On February 23, 1966, plaintiff filed with the Social Security Administration, Bureau of Disability Insurance, an application to establish a period of disability under § 216(i) of the Social Security Act, as amended, 42 U.S.C.A. § 416(i), and an application for disability insurance benefits under § 223 of the Act, 42 U.S.C.A. § 423, alleging that he became unable to engage in any substantial gainful activity on December 13, 1961.

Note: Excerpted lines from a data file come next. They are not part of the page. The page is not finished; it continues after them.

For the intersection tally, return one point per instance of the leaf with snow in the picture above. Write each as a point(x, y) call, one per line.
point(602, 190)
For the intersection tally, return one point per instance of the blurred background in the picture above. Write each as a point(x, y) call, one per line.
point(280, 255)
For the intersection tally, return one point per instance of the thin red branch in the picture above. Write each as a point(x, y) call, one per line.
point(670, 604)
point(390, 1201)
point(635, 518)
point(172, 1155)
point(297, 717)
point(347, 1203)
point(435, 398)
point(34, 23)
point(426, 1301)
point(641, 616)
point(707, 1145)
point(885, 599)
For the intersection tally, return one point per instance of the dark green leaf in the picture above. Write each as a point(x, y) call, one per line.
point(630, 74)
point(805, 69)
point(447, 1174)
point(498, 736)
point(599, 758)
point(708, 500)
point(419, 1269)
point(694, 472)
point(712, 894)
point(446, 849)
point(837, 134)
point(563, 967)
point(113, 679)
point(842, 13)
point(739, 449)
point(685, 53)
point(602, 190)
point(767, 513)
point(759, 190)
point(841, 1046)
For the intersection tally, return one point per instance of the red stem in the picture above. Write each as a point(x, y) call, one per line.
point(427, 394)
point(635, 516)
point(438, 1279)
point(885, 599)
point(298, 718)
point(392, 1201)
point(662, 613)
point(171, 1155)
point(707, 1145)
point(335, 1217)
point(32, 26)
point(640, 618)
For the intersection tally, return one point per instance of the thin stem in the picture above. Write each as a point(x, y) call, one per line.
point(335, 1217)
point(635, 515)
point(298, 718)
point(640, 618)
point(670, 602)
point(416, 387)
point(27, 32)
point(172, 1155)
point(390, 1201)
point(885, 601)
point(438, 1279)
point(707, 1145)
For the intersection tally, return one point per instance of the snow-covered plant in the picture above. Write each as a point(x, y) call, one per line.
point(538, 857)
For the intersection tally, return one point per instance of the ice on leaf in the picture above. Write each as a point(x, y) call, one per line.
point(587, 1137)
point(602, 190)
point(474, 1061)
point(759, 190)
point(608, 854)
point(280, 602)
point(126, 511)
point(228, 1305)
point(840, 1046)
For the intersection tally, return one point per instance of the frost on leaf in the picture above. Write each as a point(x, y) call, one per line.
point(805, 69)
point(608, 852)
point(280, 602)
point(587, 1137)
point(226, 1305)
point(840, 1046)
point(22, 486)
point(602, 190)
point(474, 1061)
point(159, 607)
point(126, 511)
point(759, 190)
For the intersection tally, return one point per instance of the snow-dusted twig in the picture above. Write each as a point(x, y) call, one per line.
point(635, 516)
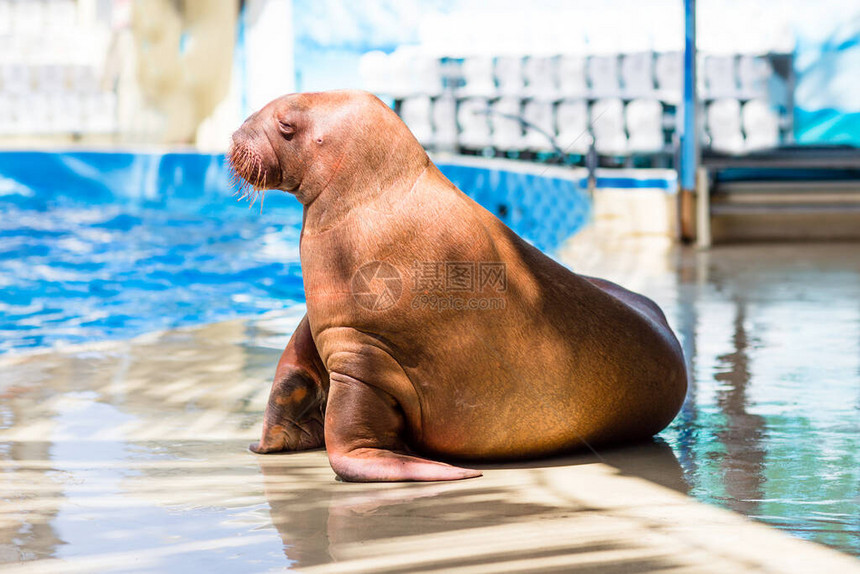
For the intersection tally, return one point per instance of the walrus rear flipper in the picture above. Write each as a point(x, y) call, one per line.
point(363, 429)
point(294, 414)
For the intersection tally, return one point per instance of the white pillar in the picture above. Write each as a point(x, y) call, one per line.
point(269, 59)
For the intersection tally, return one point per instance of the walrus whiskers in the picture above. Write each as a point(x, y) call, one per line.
point(247, 177)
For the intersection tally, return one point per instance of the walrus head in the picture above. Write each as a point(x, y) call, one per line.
point(340, 144)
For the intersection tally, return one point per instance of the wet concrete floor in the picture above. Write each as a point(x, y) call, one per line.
point(131, 456)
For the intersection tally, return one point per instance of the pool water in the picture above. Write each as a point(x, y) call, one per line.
point(132, 243)
point(771, 424)
point(97, 246)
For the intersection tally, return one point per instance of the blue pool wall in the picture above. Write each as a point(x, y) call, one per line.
point(110, 245)
point(546, 206)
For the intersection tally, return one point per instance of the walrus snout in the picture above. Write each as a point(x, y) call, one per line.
point(250, 160)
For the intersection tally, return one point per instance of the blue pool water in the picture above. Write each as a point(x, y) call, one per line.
point(98, 246)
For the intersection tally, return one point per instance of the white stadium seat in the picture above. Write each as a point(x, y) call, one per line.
point(445, 123)
point(607, 125)
point(539, 129)
point(373, 68)
point(507, 127)
point(724, 126)
point(478, 77)
point(669, 73)
point(645, 126)
point(571, 76)
point(416, 112)
point(720, 78)
point(540, 76)
point(509, 75)
point(603, 76)
point(474, 123)
point(571, 120)
point(753, 75)
point(761, 125)
point(637, 73)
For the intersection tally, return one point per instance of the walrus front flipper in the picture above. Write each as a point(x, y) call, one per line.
point(294, 414)
point(363, 429)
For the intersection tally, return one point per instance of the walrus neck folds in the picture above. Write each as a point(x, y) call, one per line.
point(350, 189)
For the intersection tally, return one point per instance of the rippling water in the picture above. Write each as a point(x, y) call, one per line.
point(73, 270)
point(771, 425)
point(98, 246)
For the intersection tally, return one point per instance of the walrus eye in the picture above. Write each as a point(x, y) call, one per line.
point(287, 129)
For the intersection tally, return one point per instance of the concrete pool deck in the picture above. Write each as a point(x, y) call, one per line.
point(131, 456)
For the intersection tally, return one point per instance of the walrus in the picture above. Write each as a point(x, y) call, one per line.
point(435, 335)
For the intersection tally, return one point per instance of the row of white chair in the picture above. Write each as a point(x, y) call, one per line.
point(734, 128)
point(644, 74)
point(20, 79)
point(571, 126)
point(728, 76)
point(58, 114)
point(511, 124)
point(637, 75)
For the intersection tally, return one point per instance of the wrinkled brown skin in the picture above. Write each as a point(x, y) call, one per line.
point(570, 362)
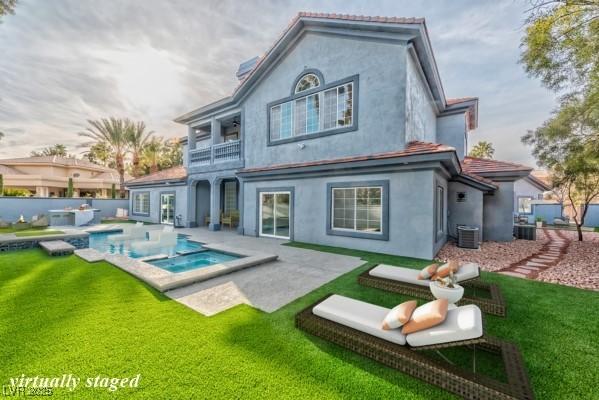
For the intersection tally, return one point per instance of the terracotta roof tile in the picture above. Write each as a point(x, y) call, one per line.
point(171, 174)
point(473, 165)
point(413, 148)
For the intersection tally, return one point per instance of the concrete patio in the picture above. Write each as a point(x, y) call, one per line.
point(267, 287)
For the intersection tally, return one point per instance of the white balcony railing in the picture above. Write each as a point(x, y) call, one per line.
point(217, 153)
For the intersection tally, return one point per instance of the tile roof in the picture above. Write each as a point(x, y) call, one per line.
point(478, 166)
point(451, 102)
point(413, 148)
point(56, 160)
point(171, 174)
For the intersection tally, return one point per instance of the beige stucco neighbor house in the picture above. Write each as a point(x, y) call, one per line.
point(48, 176)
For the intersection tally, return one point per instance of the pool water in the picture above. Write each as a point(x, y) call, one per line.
point(193, 261)
point(99, 241)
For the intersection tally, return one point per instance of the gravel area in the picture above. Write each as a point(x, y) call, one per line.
point(493, 256)
point(580, 265)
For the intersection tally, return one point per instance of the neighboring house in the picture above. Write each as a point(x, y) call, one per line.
point(48, 176)
point(341, 135)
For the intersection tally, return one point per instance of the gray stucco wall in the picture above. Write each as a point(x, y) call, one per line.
point(498, 213)
point(11, 208)
point(410, 212)
point(180, 202)
point(451, 130)
point(468, 212)
point(421, 117)
point(380, 103)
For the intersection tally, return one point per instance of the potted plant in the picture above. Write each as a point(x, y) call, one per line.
point(447, 288)
point(539, 222)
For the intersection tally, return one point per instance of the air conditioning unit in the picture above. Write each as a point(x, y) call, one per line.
point(468, 237)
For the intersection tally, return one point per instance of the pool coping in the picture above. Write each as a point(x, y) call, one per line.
point(164, 280)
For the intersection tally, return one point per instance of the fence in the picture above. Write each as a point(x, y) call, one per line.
point(11, 208)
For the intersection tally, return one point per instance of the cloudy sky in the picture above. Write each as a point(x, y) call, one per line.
point(63, 62)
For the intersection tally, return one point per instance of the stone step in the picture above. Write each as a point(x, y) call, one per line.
point(516, 274)
point(522, 271)
point(534, 264)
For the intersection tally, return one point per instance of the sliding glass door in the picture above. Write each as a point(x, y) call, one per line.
point(274, 214)
point(167, 208)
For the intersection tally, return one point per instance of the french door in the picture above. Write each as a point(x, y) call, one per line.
point(274, 214)
point(167, 208)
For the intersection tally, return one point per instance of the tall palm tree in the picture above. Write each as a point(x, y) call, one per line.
point(137, 138)
point(114, 133)
point(152, 153)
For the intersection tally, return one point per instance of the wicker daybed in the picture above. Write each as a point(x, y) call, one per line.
point(494, 304)
point(416, 363)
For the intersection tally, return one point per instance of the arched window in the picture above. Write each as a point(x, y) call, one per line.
point(308, 81)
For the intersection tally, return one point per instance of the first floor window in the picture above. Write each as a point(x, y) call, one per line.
point(440, 210)
point(358, 209)
point(141, 203)
point(524, 205)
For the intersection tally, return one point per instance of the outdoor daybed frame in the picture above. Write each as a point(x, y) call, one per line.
point(410, 360)
point(494, 305)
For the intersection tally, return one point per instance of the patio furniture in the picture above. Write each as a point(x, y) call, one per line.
point(39, 221)
point(355, 325)
point(57, 247)
point(230, 218)
point(405, 281)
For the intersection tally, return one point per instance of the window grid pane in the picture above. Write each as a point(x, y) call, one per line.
point(358, 209)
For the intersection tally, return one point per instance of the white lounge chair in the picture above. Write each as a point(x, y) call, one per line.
point(407, 275)
point(461, 323)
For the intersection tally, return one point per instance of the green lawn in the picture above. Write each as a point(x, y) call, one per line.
point(61, 315)
point(30, 231)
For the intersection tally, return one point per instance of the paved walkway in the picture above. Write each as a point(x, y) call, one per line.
point(267, 287)
point(550, 255)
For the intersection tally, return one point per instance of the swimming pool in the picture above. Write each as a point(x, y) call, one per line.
point(193, 261)
point(100, 242)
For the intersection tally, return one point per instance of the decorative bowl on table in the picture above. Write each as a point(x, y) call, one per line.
point(453, 295)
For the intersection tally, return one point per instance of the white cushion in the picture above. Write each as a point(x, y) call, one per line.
point(364, 317)
point(408, 275)
point(461, 323)
point(467, 271)
point(401, 274)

Because a final decision of the Secretary is binding on the question of plaintiff’s disability up to September 28,1965, the issue in this action is limited to whether plaintiff was under a disability at any time from September 28, 1965 up to March 31, 1967, when he last met the special earnings requirements of the Act.1

Plaintiff’s claims were denied by the Bureau, and at plaintiff’s request a hearing was held before a hearing examiner of the Social Security Administration, Bureau of Hearings and Appeals, who also denied plaintiff’s claims. On September 26, 1967, the Appeals Council of the Social Security Administration advised plaintiff that his request for review by it of the hearing examiner’s decision was denied; whereupon, pursuant to § 205 (g) of the Act, 42 U.S.C.A. § 405(g), plaintiff commenced this action to obtain a judicial review of the decision of the Secretary2 denying plaintiff’s claims. With his answer to plaintiff’s complaint, defendant filed a certified copy of the transcript of the record of the proceedings before the Social Security Administration in compliance with § 205(g) of the Act, supra, and subsequently moved for summary judgment.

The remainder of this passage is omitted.